Gibbs stalked up to him, checking out the ID, reading the badge. "You didn't think it was important to reveal you were a police officer, Detective DiNozzo?" He let his furiousness come out is his voice, and couldn't resist drawling out the end of the man's name. Di-Nohhh-Zohhh. Rhymed nicely with bozo.

A flash of anger passed over the detective's face, as he again flicked his throat.

Gibbs slapped the man's badge to his chest and stalked away a few paces. "And I'm supposed to feel bad about that? Like it never occurred to you to verbalize you were a cop before reaching into your jacket when a federal agent has a gun pointed at you?"

DiNozzo's face went curiously blank. He shrugged, and set about restoring his badge and ID to their previous resting places.

Gibbs realized he hurt. And it was freezing. He felt blood dripping down the side of his face, and was suddenly unsure how much longer his knee would hold him up.
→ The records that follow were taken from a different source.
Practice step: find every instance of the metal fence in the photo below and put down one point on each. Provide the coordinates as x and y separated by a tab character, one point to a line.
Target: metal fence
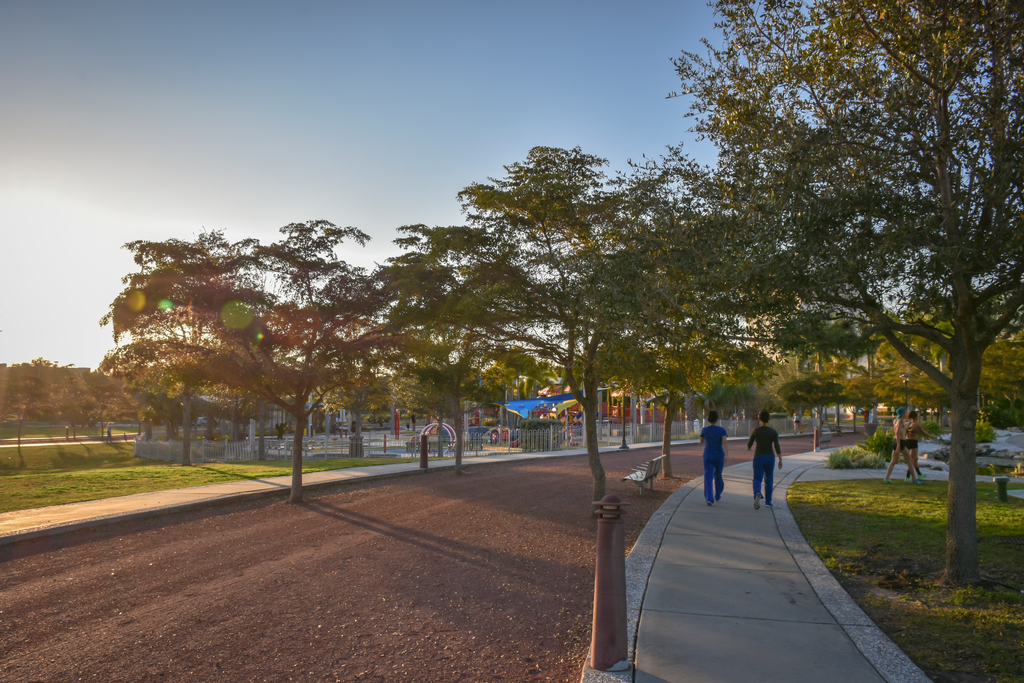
475	442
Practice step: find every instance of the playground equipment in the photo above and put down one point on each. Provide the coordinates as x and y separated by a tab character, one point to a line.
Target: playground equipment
431	430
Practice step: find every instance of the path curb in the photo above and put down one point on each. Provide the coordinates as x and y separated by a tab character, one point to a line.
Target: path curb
888	659
891	663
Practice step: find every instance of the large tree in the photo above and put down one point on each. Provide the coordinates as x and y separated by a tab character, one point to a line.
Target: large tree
870	161
550	227
281	321
439	303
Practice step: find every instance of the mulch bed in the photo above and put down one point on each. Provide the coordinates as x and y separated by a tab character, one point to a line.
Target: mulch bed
428	578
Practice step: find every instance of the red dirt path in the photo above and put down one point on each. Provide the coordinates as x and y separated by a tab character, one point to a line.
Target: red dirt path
427	578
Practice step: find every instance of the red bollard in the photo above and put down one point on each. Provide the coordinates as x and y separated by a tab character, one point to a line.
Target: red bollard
607	648
424	451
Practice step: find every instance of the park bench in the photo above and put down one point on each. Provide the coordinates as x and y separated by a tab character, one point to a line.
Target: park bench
644	473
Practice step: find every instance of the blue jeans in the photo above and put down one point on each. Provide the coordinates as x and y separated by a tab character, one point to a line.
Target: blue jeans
764	468
713	472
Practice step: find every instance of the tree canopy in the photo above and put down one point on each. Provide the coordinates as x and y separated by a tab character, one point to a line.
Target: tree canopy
869	163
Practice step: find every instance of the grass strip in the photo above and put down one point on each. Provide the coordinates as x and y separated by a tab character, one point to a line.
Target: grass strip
71	473
886	545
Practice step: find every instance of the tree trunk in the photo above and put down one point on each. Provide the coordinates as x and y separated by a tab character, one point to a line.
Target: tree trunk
297	454
186	429
670	410
589	403
962	529
458	433
440	434
688	409
262	423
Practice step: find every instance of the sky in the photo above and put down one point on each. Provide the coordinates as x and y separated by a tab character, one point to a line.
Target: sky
125	121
The cop was bleeding from his right temple and eyebrow. He'd have one hell of a shiner tomorrow. Possibly two. Both of his hands were bleeding, and his lip had cracked open multiple times. Gibbs knew his punches to the younger man's ribs were solid, and his knee couldn't be feeling much better than Gibbs' own malfunctioning joint. But the detective stuck his hands in his pockets and rocked back and forth, like an aimless businessman on a lunch break.

What the hell was wrong with this guy?

It started to snow. Big, heavy flakes that felt wonderful on his bruised face.

The two men stood silently for a long time, measuring each other, chins raised in fake defiance that was really just a ruse to catch more of nature's tiny ice packs falling down like frozen pieces of heaven.

"Gibbs? Are you okay?"

Head snapping around, Gibbs identified the voice as coming from one of his probies. He saw them both creeping steadily towards him, eyes and steps tentative. "Who the hell is watching the scene if you two are out here?"

"We'll go back – you've been gone for a half hour, you know? We got worried."

Thirty minutes?

He went running out, gun drawn, and they waited thirty minutes to do anything about it?

Shit, he hated rookies of all kinds right now.

When he turned back to order DiNozzo to follow him, the man was gone.